Question

The work done in moving a particle from a point
(1, 1) to (2, 3) in a plane in force field with potential
U = k(x + y) is
(1) 3k
(2) -3K
(3) K
(4) Zero
​

Answer 1

Answer:  -3K

Explanation:

Answer 2

Answer:

The work done in moving a particle from a point (1, 1) to (2, 3) in a plane in a force field with potential U = k(x + y) is $-3\hat k$ i.e. option (2).

Explanation:

The work done is defined as the dot product of force and displacement between two-point i.e.

$\overrightarrow W=\overrightarrow F.\overrightarrow r$            (1)

The values given in the question are;

$\overrightarrow r_1=(\hat i+\hat j)$

$\overrightarrow r_2=(2\hat i+3\hat j)$

$U = k(x + y)$

$\overrightarrow{F}=-\frac{\delta U}{\delta x} \hat i-\frac{\delta U}{\delta y}\hat j$         (2)

As per question potential energy is,

$\overrightarrow{U}= kx\hat i + ky\hat j$              (3)

By putting equation (3) in equation (2) we get;

$\overrightarrow F= -k\hat i-k\hat j$           (4)

Now we only need to find the displacement vector which can be done as follows;

$\overrightarrow r=\overrightarrow r_2 -\overrightarrow r_1$

$\overrightarrow r=(2\hat i+3\hat j)-(\hat i+\hat j)$

$\overrightarrow r=\hat i+\hat 2j$            (5)

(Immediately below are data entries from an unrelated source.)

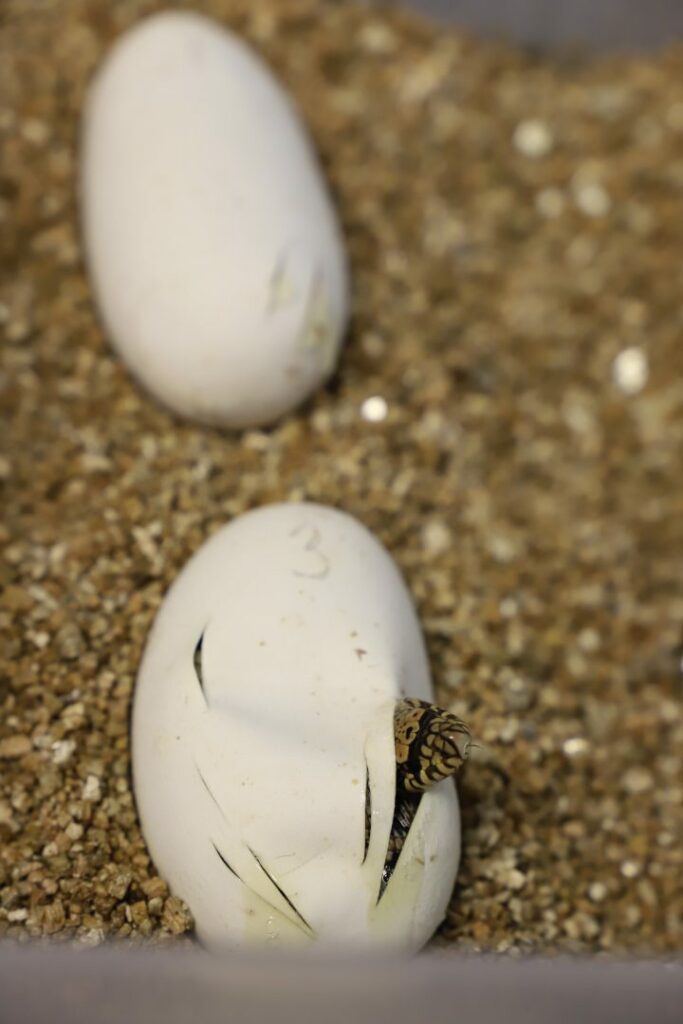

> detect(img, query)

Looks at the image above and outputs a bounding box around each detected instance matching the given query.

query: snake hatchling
[366,697,471,894]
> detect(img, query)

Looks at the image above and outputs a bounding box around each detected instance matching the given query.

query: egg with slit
[81,11,348,428]
[132,504,460,950]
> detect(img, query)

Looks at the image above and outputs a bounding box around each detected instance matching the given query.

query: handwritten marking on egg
[81,12,348,427]
[132,504,466,950]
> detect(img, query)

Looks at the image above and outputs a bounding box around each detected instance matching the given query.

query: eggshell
[81,12,348,427]
[133,504,460,950]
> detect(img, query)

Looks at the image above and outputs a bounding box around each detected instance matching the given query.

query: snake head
[394,698,472,793]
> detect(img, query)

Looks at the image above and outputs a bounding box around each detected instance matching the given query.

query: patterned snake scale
[374,697,471,895]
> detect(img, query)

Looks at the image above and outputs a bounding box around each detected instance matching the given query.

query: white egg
[81,12,348,427]
[133,504,460,950]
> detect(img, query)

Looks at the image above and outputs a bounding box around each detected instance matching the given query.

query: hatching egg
[132,504,460,950]
[81,11,348,427]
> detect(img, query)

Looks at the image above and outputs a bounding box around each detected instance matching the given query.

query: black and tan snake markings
[366,697,471,899]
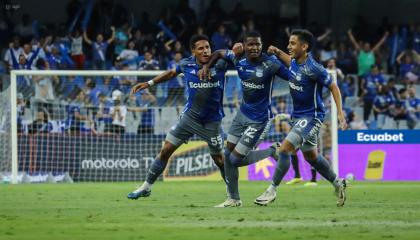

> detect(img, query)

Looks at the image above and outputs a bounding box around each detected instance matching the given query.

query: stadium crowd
[0,0,420,133]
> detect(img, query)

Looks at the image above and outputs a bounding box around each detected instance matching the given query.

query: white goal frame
[10,70,338,184]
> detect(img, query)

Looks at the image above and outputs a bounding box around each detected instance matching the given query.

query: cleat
[270,142,281,162]
[127,189,152,200]
[254,187,277,206]
[214,198,242,208]
[303,182,318,187]
[286,178,303,185]
[335,179,347,207]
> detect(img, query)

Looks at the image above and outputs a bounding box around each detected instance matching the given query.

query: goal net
[0,70,334,183]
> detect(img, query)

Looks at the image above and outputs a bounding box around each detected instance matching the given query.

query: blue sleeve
[175,60,185,74]
[214,59,228,72]
[311,63,332,88]
[272,56,289,81]
[225,49,236,62]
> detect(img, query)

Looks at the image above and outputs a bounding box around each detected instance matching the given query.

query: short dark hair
[190,34,210,50]
[290,29,314,52]
[242,31,261,42]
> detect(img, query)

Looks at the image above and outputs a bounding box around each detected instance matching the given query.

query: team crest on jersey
[255,68,264,77]
[210,68,216,77]
[296,73,302,81]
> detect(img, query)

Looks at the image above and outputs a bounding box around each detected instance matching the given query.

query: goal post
[10,70,237,184]
[327,69,339,175]
[0,70,338,184]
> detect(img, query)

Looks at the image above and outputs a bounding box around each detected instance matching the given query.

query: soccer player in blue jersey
[200,31,288,207]
[127,35,233,199]
[255,30,347,206]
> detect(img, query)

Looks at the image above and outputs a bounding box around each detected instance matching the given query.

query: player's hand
[232,43,244,56]
[198,64,211,81]
[130,82,149,94]
[338,114,347,130]
[267,45,280,55]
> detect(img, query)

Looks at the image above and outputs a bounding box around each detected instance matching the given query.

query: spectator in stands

By substituting equations (4) and (5) in equation (1) we get;

$\overrightarrow W=( -k\hat i-k\hat j).(\hat i+\hat 2j)$

$\overrightarrow W=-3\hat k$

Hence, The work done in moving a particle from a point (1, 1) to (2, 3) in a plane in a force field with potential U = k(x + y) is $-3\hat k$ i.e. option (2).